Rapid Classification of COVID-19 Severity by ATR-FTIR Spectroscopy of Plasma Samples.

The coronavirus disease 2019 (COVID-19) pandemic continues to ravage the world, with many hospitals overwhelmed by the large number of patients presenting during major outbreaks. A rapid triage for COVID-19 patient requiring hospitalization and intensive care is urgently needed. Age and comorbidities have been associated with a higher risk of severe COVID-19 but are not sufficient to triage patients. Here, we investigated the potential of attenuated total reflectance Fourier-transform infrared (ATR-FTIR) spectroscopy as a rapid blood test for classification of COVID-19 disease severity using a cohort of 160 COVID-19 patients. A simple plasma processing and ATR-FTIR data acquisition procedure was established using 75% ethanol for viral inactivation. Next, partial least-squares-discriminant analysis (PLS-DA) models were developed and tested using data from 130 and 30 patients, respectively. Addition of the ATR-FTIR spectra to the clinical parameters (age, sex, diabetes mellitus, and hypertension) increased the area under the ROC curve (C-statistics) for both the training and test data sets, from 69.3% (95% CI 59.8-78.9%) to 85.7% (78.6-92.8%) and 77.8% (61.3-94.4%) to 85.1% (71.3-98.8%), respectively. The independent test set achieved 69.2% specificity (42.4-87.3%) and 94.1% sensitivity (73.0-99.0%). Diabetes mellitus was the strongest predictor in the model, followed by FTIR regions 1020-1090 and 1588-1592 cm-1. In summary, this study demonstrates the potential of ATR-FTIR spectroscopy as a rapid, low-cost COVID-19 severity triage tool to facilitate COVID-19 patient management during an outbreak.

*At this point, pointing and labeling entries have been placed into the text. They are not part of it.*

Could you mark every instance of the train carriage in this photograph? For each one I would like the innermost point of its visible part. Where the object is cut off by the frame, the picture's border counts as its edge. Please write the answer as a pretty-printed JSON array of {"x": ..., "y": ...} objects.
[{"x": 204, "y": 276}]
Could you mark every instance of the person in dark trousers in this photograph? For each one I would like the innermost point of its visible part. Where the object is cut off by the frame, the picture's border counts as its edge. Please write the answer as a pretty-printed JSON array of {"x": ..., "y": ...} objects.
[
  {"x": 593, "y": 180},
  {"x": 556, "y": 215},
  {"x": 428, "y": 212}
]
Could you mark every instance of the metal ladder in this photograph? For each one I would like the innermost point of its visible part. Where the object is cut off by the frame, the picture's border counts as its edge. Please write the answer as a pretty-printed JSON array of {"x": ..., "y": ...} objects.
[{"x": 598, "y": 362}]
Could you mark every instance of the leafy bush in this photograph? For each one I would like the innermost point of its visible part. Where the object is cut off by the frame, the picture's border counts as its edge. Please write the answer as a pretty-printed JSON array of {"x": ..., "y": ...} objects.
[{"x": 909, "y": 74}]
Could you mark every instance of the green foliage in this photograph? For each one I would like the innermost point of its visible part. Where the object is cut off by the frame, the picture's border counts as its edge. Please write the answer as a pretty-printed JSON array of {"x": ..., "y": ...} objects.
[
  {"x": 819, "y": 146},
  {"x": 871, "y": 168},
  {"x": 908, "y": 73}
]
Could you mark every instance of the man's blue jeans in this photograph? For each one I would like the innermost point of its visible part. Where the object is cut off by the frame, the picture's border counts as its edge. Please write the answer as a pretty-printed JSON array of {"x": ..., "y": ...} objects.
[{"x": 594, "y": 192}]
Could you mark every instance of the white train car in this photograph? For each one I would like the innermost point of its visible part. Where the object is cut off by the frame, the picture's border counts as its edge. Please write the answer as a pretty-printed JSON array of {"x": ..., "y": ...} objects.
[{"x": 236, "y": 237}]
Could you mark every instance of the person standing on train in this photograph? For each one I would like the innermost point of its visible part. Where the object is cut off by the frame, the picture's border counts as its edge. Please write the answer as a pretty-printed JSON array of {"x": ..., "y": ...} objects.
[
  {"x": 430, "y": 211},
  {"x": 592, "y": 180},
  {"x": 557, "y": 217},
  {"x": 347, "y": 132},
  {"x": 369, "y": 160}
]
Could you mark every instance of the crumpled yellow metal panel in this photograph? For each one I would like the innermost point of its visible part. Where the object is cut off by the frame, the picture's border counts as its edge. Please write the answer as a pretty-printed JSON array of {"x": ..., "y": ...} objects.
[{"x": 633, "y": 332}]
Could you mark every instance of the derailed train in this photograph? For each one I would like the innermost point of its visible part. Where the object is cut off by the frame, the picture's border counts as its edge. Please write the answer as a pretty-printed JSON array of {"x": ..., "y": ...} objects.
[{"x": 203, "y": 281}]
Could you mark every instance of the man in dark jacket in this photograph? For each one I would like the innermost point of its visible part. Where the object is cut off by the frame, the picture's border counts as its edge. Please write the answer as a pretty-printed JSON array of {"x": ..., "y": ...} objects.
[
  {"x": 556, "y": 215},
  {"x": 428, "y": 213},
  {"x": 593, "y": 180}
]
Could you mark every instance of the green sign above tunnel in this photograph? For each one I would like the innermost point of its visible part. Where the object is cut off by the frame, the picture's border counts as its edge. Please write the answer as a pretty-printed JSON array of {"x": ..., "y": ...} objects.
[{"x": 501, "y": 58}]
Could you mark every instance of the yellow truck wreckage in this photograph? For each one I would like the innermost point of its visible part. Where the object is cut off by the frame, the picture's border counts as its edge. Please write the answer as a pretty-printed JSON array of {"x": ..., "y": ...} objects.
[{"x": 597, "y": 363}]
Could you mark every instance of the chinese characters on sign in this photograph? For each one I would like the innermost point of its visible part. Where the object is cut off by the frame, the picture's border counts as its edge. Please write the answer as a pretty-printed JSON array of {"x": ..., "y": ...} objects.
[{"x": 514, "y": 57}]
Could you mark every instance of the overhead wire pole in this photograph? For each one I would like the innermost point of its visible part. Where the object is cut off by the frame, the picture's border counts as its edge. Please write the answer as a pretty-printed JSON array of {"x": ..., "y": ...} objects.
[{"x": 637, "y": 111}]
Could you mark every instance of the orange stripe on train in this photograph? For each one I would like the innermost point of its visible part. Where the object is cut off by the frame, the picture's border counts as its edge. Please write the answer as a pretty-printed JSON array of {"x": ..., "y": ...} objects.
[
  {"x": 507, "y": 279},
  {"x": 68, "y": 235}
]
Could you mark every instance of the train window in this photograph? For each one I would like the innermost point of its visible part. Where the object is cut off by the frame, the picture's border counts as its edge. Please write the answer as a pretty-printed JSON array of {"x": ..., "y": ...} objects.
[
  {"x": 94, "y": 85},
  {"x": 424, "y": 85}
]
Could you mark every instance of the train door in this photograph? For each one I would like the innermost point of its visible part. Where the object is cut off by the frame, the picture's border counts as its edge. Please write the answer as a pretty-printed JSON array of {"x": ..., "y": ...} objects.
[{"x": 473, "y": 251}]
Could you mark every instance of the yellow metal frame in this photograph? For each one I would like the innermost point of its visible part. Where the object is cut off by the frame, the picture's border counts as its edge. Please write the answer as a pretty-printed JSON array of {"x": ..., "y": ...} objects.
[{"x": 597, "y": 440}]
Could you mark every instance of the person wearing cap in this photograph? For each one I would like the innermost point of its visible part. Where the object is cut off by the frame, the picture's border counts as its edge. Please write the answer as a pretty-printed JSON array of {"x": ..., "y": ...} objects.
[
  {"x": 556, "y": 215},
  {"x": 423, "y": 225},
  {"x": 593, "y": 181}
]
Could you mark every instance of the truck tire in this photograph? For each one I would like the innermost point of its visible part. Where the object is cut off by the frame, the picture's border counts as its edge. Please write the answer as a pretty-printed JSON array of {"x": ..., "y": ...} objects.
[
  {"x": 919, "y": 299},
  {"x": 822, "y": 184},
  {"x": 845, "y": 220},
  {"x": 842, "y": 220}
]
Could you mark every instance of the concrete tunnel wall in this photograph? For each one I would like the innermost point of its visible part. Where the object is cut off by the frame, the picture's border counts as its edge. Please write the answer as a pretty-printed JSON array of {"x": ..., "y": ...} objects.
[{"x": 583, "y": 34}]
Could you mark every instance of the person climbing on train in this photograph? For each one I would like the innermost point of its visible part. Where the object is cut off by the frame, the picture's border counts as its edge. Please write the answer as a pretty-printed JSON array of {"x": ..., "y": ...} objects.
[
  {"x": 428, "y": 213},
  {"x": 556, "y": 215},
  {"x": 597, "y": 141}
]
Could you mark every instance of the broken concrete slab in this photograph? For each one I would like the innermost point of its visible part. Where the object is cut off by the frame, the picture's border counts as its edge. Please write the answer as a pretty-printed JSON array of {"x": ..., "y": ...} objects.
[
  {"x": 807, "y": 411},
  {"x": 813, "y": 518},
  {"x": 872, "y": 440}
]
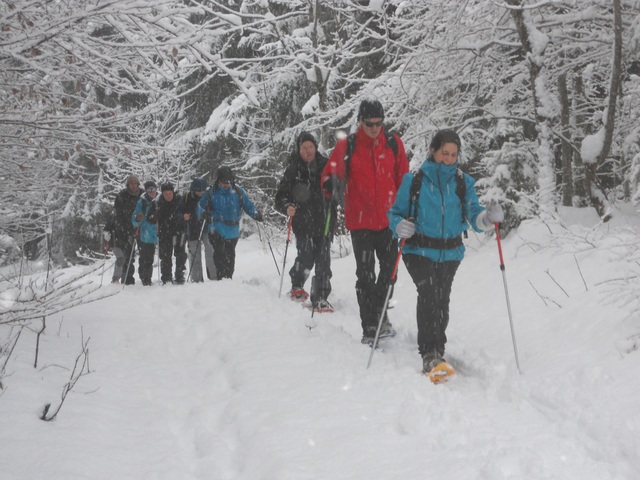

At the end of 2019, humankind faced one of the most significant ongoing threats in the form of Severe Acute Respiratory Syndrome Coronavirus 2 (SARS-CoV-2). After rapidly spreading throughout the world, the World Health Organization (WHO) declared COVID-19 (coronavirus disease 2019) to be a global pandemic on March 11, 2020.[1] The initial symptoms of COVID-19 include fever, dry cough, and strenuous breathing. Despite global public health measures, the spread of SARS-CoV-2 has continued throughout the world, with more than 157 million infections recorded[2] as of May 8, 2021. The recent emergence of SARS-CoV-2 mutations with higher infection rates[3] may further overwhelm the already overburdened healthcare infrastructure, causing shortages of intensive care unit (ICU) beds, oxygen ventilators, and medical staff.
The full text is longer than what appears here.